Tendinitis is inflammation or irritation of a tendon — any one of the thick fibrous cords that attaches muscle to bone. The condition causes pain and tenderness just outside a joint. While tendinitis can occur in any of your body’s tendons, it’s most common around your shoulders, elbows, wrists and heels.
Some common names for various tendinitis problems are:
- Tennis elbow
- Golfer’s elbow
- Pitcher’s shoulder
- Swimmer’s shoulder
- Jumper’s knee
If tendinitis is severe and leads to the rupture of a tendon, you may need surgical repair. But most cases of tendinitis can be successfully treated with rest, physical therapy and medications to reduce pain.
Signs and symptoms of tendinitis occur at the point where a tendon attaches to a bone and typically include:
- Pain, often described as a dull ache, especially when moving the affected limb or joint
- Mild swelling, possibly
When to see a doctor
Most cases of tendinitis can respond to self-care measures. See your doctor if your signs and symptoms persist and interfere with your day-to-day activities for more than a few days.
Although tendinitis can be caused by a sudden injury, the condition is much more likely to stem from the repetition of a particular movement over time. Most people develop tendinitis because their jobs or hobbies involve repetitive motions, which put stress on the tendons needed to perform the tasks.

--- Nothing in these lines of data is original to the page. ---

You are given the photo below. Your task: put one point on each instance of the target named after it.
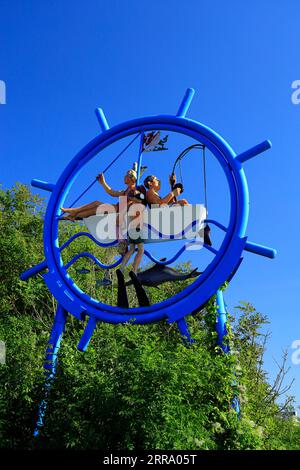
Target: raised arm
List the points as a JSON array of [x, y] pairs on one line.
[[107, 188], [153, 198]]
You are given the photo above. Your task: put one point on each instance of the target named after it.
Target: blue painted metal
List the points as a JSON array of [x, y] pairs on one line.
[[104, 171], [206, 285], [102, 119], [88, 235], [92, 257], [221, 321], [50, 363], [42, 185], [140, 158], [223, 266], [217, 272], [185, 104], [222, 331], [87, 334], [260, 250], [216, 223], [33, 271], [254, 151], [184, 330]]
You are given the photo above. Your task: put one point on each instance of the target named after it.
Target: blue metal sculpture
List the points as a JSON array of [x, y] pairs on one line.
[[226, 261]]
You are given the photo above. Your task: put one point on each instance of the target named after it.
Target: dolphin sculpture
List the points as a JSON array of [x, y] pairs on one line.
[[158, 274]]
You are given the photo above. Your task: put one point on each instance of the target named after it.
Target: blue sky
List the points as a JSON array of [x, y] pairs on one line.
[[61, 59]]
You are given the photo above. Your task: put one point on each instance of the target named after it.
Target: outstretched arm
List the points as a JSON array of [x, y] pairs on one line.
[[107, 188], [153, 198]]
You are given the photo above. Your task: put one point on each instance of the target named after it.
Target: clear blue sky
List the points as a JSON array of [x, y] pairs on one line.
[[61, 59]]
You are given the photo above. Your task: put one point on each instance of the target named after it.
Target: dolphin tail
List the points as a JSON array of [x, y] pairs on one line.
[[140, 291], [122, 293]]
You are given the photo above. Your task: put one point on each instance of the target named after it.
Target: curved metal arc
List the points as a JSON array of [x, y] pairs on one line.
[[87, 234], [238, 216]]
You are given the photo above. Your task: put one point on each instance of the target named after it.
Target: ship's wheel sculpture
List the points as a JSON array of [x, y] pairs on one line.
[[226, 261]]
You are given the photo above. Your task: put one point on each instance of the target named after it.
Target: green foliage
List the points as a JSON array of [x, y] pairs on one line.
[[136, 387]]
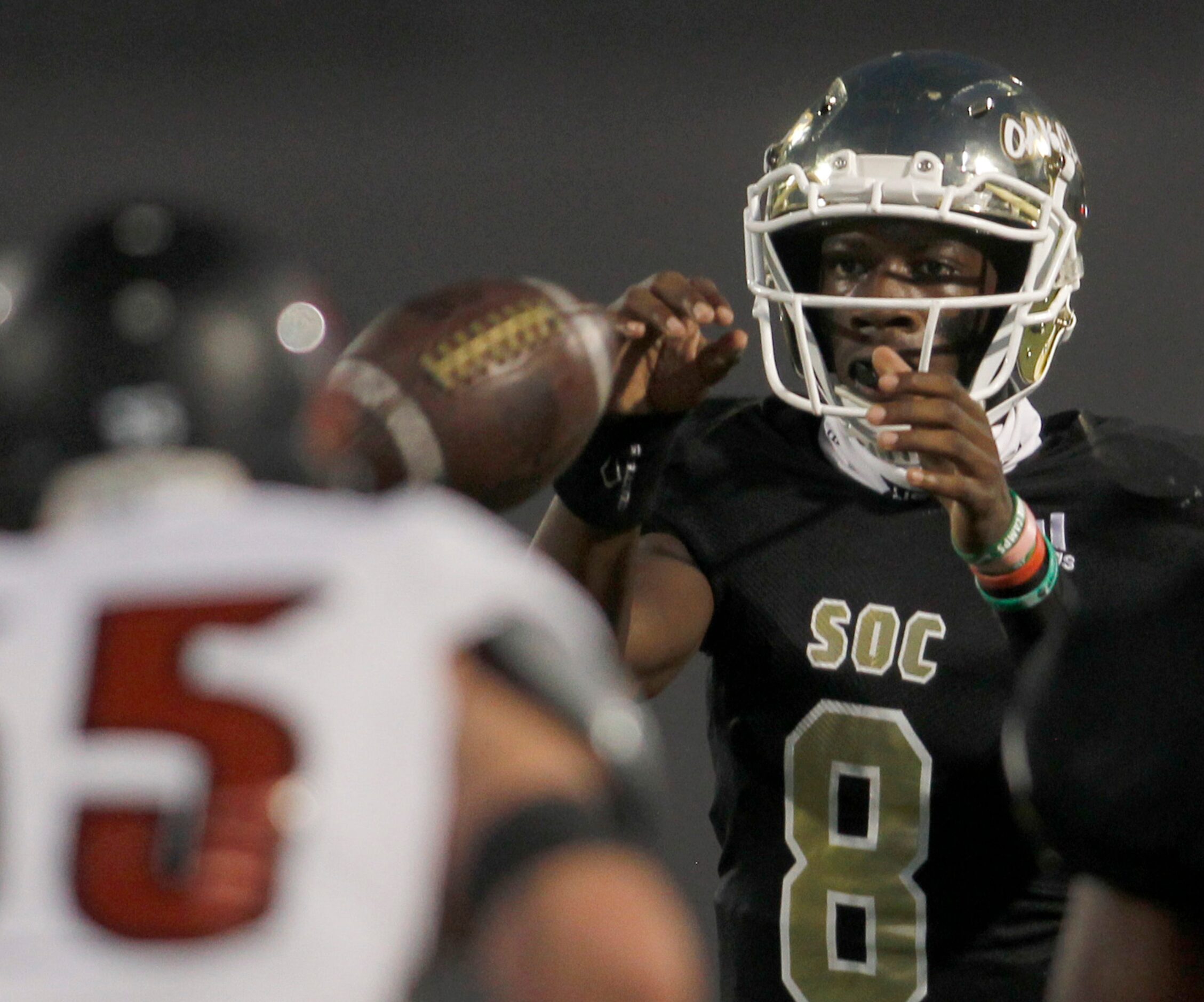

Using proper technique is especially important when performing repetitive sports movements or job-related activities. Improper technique can overload the tendon — which can occur, for instance, with tennis elbow — and lead to tendinitis.
Risk factors for developing tendinitis include age, working in particular jobs or participating in certain sports.
As people get older, their tendons become less flexible — which makes them easier to injure.
Tendinitis is more common in people whose jobs involve:
- Repetitive motions
- Awkward positions
- Frequent overhead reaching
- Forceful exertion
You may be more likely to develop tendinitis if you participate in certain sports that involve repetitive motions, especially if your technique isn’t optimal. This can occur with:
Without proper treatment, tendinitis can increase your risk of experiencing tendon rupture — a much more serious condition that may require surgical repair.